A battered merchant freighter filled the majority of the makeshift hangar. Laser blasts had scorched the hull. Jagged cracks covered the freighter's hull, the metal blackened and burnt. There was a hole in the ship near the bridge.
That must be how they took the freighter, Josh thought. Just like they had with the Saber.
Tyral Pirates swarmed around the freighter. The base of the landing platform was covered in steel grates. Three pirates dumped tools down into the second level. Josh saw no control tower or crew quarters. If he could send a distress signal somehow, perhaps he could limit his stay…
"These passengers should be sorted," Rodon's voice hissed in his ear-piece. "All able-bodied men and women will be sent with Tatos on the left of the hangar. The sick, elderly, or otherwise useless will follow Simex on the right and be led to the airlock for release."
Josh looked to his right. The airlock door was the size of a two-car garage. Rodon planned to force the innocent passengers in there to die. He had to do something.
"You are brave," Delmar said without turning around, "but ultimately foolish. Do you really think you could take them all?"
He surveyed the hangar. At least twenty heavily armed guards stood in multiple locations throughout the hangar, all focused on the line of prisoners.
He leaned closer to Delmar. "We have to do something."
"We are,” Delmar said. “We’re surviving. One day we will stand, but today is not that day."
The freighter’s cargo bay doors slid open. The first two passengers rushed out with steel crow bars c****d back in attack position, ready for battle. They screamed, unleashing a wavering battle cry of civilians who had never been in a fight. A flurry of laser blasts ended the rebellion before it even began, the guards laughing as they murdered the passengers. Josh winced. He wanted to turn away, but remained focused on the grisly scene. The two slain passengers fell to the hangar floor with a dozen candle-flame-sized fires burning on their bodies. The closest guard walked over to the men and fired a shot into each of their heads.
The following passengers had no fight in them; their feet dragged on the floor as guards marched them out. Their eyes focused on the ground, and some sobbed as they walked. A child gripped their mother's hand, only to be ripped away. Both the mother and the child screamed. Josh looked away, unable to watch any longer.
Some prisoners helped sort the freighter's passengers into their appropriate lines. Josh and Delmar were too far back in the line and were ordered to wait. Their task would be stripping the freighter for salvage once the passengers and crew had been removed.

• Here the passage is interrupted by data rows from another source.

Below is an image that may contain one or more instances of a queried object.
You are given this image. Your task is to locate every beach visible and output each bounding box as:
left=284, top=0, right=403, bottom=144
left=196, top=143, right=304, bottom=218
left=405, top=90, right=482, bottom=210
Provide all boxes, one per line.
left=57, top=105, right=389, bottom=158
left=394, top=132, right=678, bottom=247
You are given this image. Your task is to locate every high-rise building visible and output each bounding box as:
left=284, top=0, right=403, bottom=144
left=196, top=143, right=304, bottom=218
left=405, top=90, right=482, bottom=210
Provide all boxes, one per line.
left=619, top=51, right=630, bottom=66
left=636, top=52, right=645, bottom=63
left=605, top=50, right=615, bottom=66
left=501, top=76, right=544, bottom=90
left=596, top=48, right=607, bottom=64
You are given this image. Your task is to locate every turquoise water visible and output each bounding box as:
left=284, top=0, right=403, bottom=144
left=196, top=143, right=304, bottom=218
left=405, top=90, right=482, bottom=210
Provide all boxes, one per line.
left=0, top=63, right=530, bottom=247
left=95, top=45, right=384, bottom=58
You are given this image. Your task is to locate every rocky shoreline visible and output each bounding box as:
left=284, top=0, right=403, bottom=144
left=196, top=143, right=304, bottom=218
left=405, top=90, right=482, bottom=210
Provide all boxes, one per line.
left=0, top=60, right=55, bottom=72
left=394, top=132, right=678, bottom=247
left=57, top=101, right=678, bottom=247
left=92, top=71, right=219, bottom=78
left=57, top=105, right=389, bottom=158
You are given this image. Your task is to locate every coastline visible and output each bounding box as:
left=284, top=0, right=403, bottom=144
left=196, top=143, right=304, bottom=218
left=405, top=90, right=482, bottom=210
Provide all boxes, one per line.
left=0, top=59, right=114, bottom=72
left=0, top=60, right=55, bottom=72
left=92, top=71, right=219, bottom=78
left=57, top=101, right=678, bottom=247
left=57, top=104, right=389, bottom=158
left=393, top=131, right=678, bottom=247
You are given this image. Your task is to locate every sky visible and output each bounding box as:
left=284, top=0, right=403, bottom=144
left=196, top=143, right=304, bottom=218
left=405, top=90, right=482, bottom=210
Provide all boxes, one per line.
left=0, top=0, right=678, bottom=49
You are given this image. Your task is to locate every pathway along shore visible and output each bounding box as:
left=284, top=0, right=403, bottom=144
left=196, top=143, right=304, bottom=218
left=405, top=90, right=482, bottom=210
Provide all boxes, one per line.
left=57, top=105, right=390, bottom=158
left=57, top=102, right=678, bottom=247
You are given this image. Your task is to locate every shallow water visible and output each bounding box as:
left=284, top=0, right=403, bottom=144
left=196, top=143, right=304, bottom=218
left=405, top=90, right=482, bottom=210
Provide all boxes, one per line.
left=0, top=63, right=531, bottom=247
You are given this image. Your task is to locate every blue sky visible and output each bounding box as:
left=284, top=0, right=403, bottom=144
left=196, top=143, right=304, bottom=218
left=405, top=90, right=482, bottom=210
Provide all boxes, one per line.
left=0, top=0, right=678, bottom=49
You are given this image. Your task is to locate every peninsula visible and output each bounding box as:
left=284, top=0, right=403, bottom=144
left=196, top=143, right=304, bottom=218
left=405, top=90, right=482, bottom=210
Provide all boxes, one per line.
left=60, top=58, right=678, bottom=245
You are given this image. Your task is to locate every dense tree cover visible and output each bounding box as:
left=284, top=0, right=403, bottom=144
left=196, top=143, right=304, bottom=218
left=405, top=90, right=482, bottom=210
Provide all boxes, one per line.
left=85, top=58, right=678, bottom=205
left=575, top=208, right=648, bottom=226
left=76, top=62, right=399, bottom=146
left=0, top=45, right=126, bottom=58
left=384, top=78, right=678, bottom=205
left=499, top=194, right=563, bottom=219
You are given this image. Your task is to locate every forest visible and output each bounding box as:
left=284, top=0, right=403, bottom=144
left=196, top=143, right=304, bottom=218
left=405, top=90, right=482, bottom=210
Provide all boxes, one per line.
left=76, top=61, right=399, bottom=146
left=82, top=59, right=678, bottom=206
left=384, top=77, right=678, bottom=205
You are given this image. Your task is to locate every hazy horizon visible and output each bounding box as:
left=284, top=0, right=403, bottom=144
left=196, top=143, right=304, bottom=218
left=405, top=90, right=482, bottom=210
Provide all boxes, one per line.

The passengers shouted for their families as the guards separated them. Josh’s eyes fell on Rodon. He strolled past the passengers like a used car salesman checking out his product. Rodon’s dark hair tumbled onto his shoulders, which were clad in fine black silk. The passengers he deemed worthy disappeared into a tunnel on the far side of the hangar, probably bound for cells like the one Josh had just left. Rodon smacked his hands together and rubbed them as if he had just finished counting his money. He spun around and marched to a door across from Josh’s position.
“Time to eat!” he yelled, gesturing for two minions to follow him.
As Rodon passed through the door, Josh glimpsed a room full of work stations and an operational hologram.
A control room.
“We need to get in there,” Josh said, rubbing his nose to cover his mouth.
“Quiet,” Delmar whispered. “Do you have a death wish?”
The guards ordered the remaining unfortunate passengers into the airlock. When the final passenger passed through, the door began sliding shut on the room full of people. A woman sitting on the floor cradling her baby looked at Josh. He held her gaze, not wanting to look away, as if he could stop the door from closing by sheer willpower. Their eyes locked until metal hit metal, blocking their connection in a chorus of hissing gasses.
Once the airlock closed, a guard yanked down on a red lever. Josh held his breath, glancing around the asteroid hangar in search of a resolution. He sighed. A brief yelp followed by a whooshing sound, and it was over.